David A Gabel, Environmental News Network
It has been called the holy grail of energy technology; a perfectly clean source with an unlimited supply. Nuclear fusion has been demonstrated to be possible, but converting it to a viable energy source remains technically elusive.
However, research on making fusion energy reality is in progress, and there are some who are convinced that there will be a day when this free and abundant source will arrive.
Our current nuclear technology, fission, is the breaking of the atomic nucleus, which releases massive amounts of energy. For a fusion reaction, the nuclei of two atoms fuse together to form a heavier nucleus.
The resulting release of energy is incredibly large. To put it in perspective, fusion is the power of the sun, a force strong enough to heat a planet that is 93 million miles away.
The fuels for a fusion reaction are the hydrogen isotopes, deuterium and tritium, which are abundantly found in seawater. Experts estimate that there is enough deuterium in seawater to last practically forever.
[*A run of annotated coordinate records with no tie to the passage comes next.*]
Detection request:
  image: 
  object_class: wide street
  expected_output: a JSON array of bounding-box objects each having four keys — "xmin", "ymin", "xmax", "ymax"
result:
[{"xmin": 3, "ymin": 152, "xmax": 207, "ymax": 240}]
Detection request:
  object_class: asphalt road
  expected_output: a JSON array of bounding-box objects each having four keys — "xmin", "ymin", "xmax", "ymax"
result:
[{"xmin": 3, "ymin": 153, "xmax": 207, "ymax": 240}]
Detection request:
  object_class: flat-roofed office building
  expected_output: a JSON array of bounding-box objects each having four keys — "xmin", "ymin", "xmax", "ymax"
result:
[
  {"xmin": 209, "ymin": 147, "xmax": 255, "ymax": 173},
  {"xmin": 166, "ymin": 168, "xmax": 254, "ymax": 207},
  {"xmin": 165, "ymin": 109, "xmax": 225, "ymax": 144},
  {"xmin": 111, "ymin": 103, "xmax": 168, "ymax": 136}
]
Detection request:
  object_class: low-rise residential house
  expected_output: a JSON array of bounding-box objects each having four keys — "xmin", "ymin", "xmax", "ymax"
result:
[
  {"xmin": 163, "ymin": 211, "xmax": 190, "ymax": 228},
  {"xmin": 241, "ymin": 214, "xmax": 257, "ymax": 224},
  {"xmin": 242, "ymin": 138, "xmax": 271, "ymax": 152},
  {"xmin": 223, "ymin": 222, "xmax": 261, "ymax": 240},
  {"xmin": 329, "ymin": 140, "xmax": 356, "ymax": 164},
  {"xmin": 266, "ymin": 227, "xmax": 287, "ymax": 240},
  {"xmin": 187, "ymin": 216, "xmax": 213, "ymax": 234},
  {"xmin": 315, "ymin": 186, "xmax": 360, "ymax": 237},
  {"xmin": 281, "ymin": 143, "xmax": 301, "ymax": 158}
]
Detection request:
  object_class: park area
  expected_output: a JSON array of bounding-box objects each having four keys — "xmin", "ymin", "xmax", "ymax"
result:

Riccardo Betti, professor at the University of Rochester's Laboratory for Laser Energetics and a leading expert on nuclear fusion, believes that the deuterium found in one cubic kilometer of seawater is equivalent in terms of energy to the entire world’s oil supply.
Another great advantage of fusion is that it does not produce any harmful byproducts. For example, spent fuel from standard fission plants is highly radioactive, and what to do with it has become a major problem. For fusion, two hydrogen atoms combine to form helium, a harmless noble gas.
A myriad of technical problems keep nuclear fusion just beyond our reach at the moment. Material science has not progressed far enough yet to provide a material that can withstand the rigors of the fusion chamber.
Also lasers, which are used to fire at the deuterium, have to fire accurately at a small deuterium pellet ten times per second, which has proved challenging. Plus, recent experiments at fusion reaction have not produced enough energy to make up for the energy that gets put in.
Scientists like Professor Betti are working on new designs for fusion reactions, hoping that they can come across a viable model for large-scale deployment. For example, inertial confinement fusion is being developed at the Lawrence Livermore National Laboratory in California and aided by the University of Rochester.
The process solidifies the isotopes into pellets, shoots lasers at the pellets, and then pressurizes them to about 500 billion atmospheres (one atmosphere equals standard air pressure at sea level). This ignites the pellet into a fusion reaction.
Fusion offers the promise of unlimited energy without any of the harmful side effects. It would revolutionize our attitudes towards electricity use, and spawn new innovative uses of electricity. It would without a doubt, launch humanity into a new era.